Mercedes entwickelt Sprinter mit Diesel/Elektro-Hybridantrieb

 
03.08.2004 - 

Mercedes-Benz will auf der IAA Nutzfahrzeuge ein Fahrzeug der Baureihe Sprinter vorstellen, das von einem Hybridkonzept basierend auf der Verbindung von Dieselmotor und Elektromotor angetrieben wird. Zur lokalen Emissionsfreiheit und Geräuscharmut im Stadtverkehr kommen Verbrauchsvorteile, die der Hersteller auf zehn bis 50 Prozent beziffert. Der Sprinter mit zunächst als "Plug In" vorgesehenem Elektromotor hat eine Steckdose, über die seine Batterien - nachts beispielsweise - auch bei abgeschaltetem Motor geladen werden können. Daneben ist auch ein Hybrid Sprinter ohne Ladesteckdose geplant.

Bei den beiden Sprinter-Hybridversionen wird zwischen Getriebe und Kupplung ein Elektromotor in den Antriebsstrang integriert. Er bezieht seine Energie aus einer Nickel-Metallhydrid (NiMH)-Batterie, die er als Generator während der Fahrt durch die beim Bremsen oder bei Bergabfahrt entstehende Energie wieder auflädt (Rekuperation).

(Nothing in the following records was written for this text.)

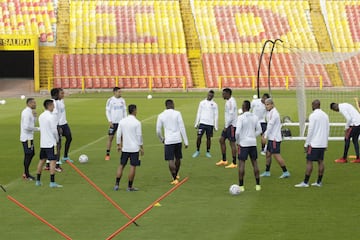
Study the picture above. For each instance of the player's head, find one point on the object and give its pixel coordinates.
(169, 104)
(227, 93)
(246, 106)
(315, 104)
(210, 95)
(269, 104)
(49, 105)
(55, 93)
(132, 109)
(334, 107)
(31, 103)
(61, 93)
(264, 97)
(117, 92)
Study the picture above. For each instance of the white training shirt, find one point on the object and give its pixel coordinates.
(258, 108)
(27, 125)
(207, 113)
(273, 130)
(174, 127)
(115, 109)
(247, 128)
(318, 129)
(61, 113)
(230, 112)
(48, 130)
(350, 113)
(130, 131)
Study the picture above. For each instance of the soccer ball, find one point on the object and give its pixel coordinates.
(83, 158)
(234, 189)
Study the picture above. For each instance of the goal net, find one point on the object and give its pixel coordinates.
(324, 76)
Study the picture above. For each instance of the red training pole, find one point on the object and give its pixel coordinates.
(147, 209)
(38, 217)
(101, 191)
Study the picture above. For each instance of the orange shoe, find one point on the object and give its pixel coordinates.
(232, 165)
(221, 163)
(341, 160)
(175, 182)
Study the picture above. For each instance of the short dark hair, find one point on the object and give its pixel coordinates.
(55, 93)
(29, 100)
(132, 108)
(47, 103)
(247, 105)
(227, 90)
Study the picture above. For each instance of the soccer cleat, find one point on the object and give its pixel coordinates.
(316, 184)
(265, 174)
(231, 165)
(174, 182)
(196, 154)
(65, 159)
(221, 163)
(341, 160)
(132, 189)
(302, 184)
(55, 185)
(285, 175)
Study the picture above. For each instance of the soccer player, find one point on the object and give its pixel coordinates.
(229, 130)
(206, 120)
(63, 125)
(27, 128)
(174, 130)
(130, 143)
(258, 108)
(316, 144)
(115, 111)
(273, 137)
(247, 128)
(352, 129)
(49, 137)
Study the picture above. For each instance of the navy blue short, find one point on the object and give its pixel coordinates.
(244, 152)
(315, 154)
(229, 133)
(112, 130)
(133, 156)
(273, 147)
(204, 128)
(28, 147)
(173, 151)
(48, 153)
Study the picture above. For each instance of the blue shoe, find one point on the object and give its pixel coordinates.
(55, 185)
(285, 175)
(265, 174)
(196, 154)
(64, 159)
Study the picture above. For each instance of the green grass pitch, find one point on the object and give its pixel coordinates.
(201, 208)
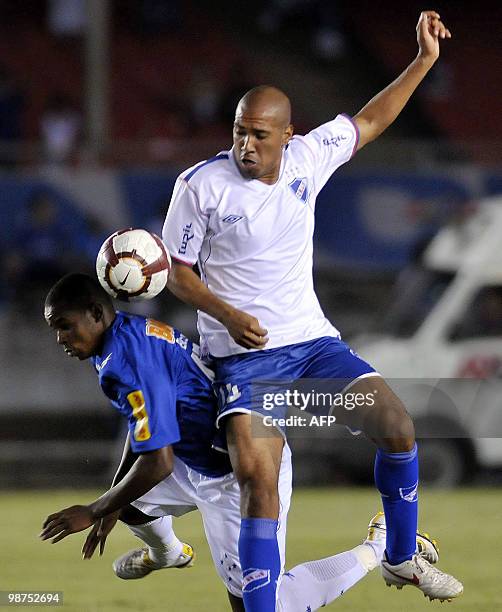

Als Basisfahrzeug dient ein Sprinter 311 CDI mit Automatikgetriebe und 3,5 Tonnen zulässigem Gesamtgewicht (Leergewicht 1,96 Tonnen).

Durch die parallele Anordnung von Verbrennungs- und Elektromotor kann der Hybrid-Sprinter in jeder Situation optimiert betrieben werden: emissionsfrei und lärmarm in sensiblen Bereichen (im Stadtverkehr oder in Hallen) im reinen Elektrobetrieb sowie kraftstoffreduzierend im Hybridbetrieb durch die Unterstützung des Verbrennungsmotors durch den Elektromotor bei niedrigen Geschwindigkeiten und bei Beschleunigungsvorgängen. Wird durch Durchtreten des Gaspedals volle Leistung abgefordert, arbeiten beide Motoren gemeinsam. Diese so genannte Boost-Funktion bietet sich an, wenn beim Beschleunigen oder am Berg besonders viel Leistung benötigt wird. Im normalen Fahrbetrieb kann der Fahrer per Knopfdruck die gewünschte Antriebsart wählen.

Beim "Plug-In"-Hybridantrieb ist im Mercedes-Benz Sprinter ein Elektromotor mit 70 kW Leistung mit dem Dieselaggregat kombiniert. Die NiMH-Batterie hat eine Kapazität von 14 kWh und erlaubt eine Reichweite von bis zu 30 Kilometern im reinen Elektrobetrieb. Die Batterie wird über das öffentliche Stromnetz geladen. Bei leerer Batterie kann das etwa sechs Stunden dauern. Zusätzlich wird die beim Bremsen gewonnene Energie zum Aufladen der Batterie verwendet. Handwerker oder Organisationen wie Technisches Hilfswerk und Feuerwehr können zudem im Außeneinsatz den Elektromotor als Generator mit einer Leistung bis 40 kW zum Betreiben von Werkzeugen und Aggregaten nutzen. Die zusätzliche elektrische Ausrüstung wiegt rund 350 kg. Bei Verwendung von Lithium-Ionen-Batterien anstelle der NiMH-Batterien reduziert sich das Mehrgewicht auf 160 kg.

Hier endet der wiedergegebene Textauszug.